The recovery bill, on the other hand, puts the money in the hands of people and that does make a huge difference in the lives of tens if not hundreds of millions of people.
To be clear. Both bills eventually give companies money. All federal benefits do that. There isn’t one penny of federal money that doesn’t end up in the hands of businesses because people get the money and they spend it on things they need or want. The two largest social allotment programs: unemployment and social security, frequent targets of the right, are profit-generating programs for capitalism. They’re a form of wealth redistribution except the wealth that’s redistributed all comes from working people. People who get unemployment checks or social security spend that money!

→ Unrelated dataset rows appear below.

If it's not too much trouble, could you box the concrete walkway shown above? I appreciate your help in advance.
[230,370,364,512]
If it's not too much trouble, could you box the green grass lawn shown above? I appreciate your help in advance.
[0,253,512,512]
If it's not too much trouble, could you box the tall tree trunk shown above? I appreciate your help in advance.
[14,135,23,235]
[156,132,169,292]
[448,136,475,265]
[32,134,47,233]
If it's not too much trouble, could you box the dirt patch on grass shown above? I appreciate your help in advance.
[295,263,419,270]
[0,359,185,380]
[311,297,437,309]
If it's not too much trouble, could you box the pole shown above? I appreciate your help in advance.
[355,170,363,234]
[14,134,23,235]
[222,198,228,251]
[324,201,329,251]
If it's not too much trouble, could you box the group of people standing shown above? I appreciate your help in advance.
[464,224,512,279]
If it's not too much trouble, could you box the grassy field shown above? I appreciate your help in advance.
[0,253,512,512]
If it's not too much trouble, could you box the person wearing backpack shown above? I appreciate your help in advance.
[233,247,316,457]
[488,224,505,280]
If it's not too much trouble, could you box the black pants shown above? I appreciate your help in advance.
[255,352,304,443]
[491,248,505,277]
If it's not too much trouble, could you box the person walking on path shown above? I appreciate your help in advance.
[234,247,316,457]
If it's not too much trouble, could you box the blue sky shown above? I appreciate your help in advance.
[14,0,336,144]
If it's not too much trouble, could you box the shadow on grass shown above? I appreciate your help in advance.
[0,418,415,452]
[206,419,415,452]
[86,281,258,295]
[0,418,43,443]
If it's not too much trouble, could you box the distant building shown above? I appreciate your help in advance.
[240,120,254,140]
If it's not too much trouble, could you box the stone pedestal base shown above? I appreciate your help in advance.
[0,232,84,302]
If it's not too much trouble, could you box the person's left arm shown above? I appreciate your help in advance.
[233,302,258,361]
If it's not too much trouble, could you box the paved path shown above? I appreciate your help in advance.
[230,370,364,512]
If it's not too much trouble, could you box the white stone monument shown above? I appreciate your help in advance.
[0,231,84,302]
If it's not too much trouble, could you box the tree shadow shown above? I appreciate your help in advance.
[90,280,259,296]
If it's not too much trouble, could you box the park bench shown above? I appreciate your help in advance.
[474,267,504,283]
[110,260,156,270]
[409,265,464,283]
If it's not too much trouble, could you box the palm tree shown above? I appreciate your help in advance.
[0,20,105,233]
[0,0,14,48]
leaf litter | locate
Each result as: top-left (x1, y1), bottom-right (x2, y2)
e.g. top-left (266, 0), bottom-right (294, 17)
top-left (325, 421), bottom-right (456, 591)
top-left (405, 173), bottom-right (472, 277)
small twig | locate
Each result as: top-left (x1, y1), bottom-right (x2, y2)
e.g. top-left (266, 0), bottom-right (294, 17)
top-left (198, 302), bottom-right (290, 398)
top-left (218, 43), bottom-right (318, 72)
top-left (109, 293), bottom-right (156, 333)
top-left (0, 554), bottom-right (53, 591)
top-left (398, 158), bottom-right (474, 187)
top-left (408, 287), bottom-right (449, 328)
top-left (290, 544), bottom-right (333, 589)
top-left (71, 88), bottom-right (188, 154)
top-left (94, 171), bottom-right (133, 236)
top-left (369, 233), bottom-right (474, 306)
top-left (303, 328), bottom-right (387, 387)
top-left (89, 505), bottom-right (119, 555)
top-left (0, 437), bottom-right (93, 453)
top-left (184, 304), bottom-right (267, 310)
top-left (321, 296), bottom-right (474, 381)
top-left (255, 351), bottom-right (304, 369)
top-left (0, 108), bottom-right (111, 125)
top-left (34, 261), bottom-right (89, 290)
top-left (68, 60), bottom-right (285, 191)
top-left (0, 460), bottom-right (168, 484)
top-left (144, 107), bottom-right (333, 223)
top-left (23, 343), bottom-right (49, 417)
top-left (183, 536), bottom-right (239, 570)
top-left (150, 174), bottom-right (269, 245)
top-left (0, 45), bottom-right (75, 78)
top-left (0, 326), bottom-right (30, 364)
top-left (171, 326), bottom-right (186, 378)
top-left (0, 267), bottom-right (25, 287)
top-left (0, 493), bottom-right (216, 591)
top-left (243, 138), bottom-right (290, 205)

We can’t really expect anything different from this system. But the difference in choice and immediate impact is a really important one, a difference between focusing on making this country more efficient and making people’s lives more livable and sustainable.
That, and only that, is the reason why many progressive law-makers (including the small collection of socialists we have in Congress) have insisted that the bills be considered together. While coverage in the news treats that insistence as a progressive law-makers infantile obstinacy, it’s really a question of political philosophy. Taken together, the bills address both the long-term issues by weaponizing corporations with funds to do something beneficial (rather than wasteful) and addressing the short-term needs by giving some relief to the people who actually motor the society: us.
Now, for sure, the money law-makers get from companies to do their bidding is important here because the bill they’ve just passed benefits many of those companies immediately. The fund-raising profiles of many GOP politicians and Democrats like Joe Manchin and Kyrsten Sinema are little more than corporate funding balance sheets. So, yeah, follow that money as some media and analysts have done.
But lots of Democrats who support the Build Back better bill get all kinds of corporate money. That corporate support is often important but I don’t think it’s main sticking point here.
The more important money trail that we should follow is how the money in those two bills is supposed to flow. There’s a genuine difference in how each of our two electoral parties views funding this country. It’s a debate over short-term corporate profits, money right into the corporations’ pocket and longer-term systemic financing which works through expenditure and consumption.
That debate isn’t sterile: it impacts people lives in a deep way and it is critical because it’s going to arise with greater frequency as the country deals with the increasing collapse of its economy.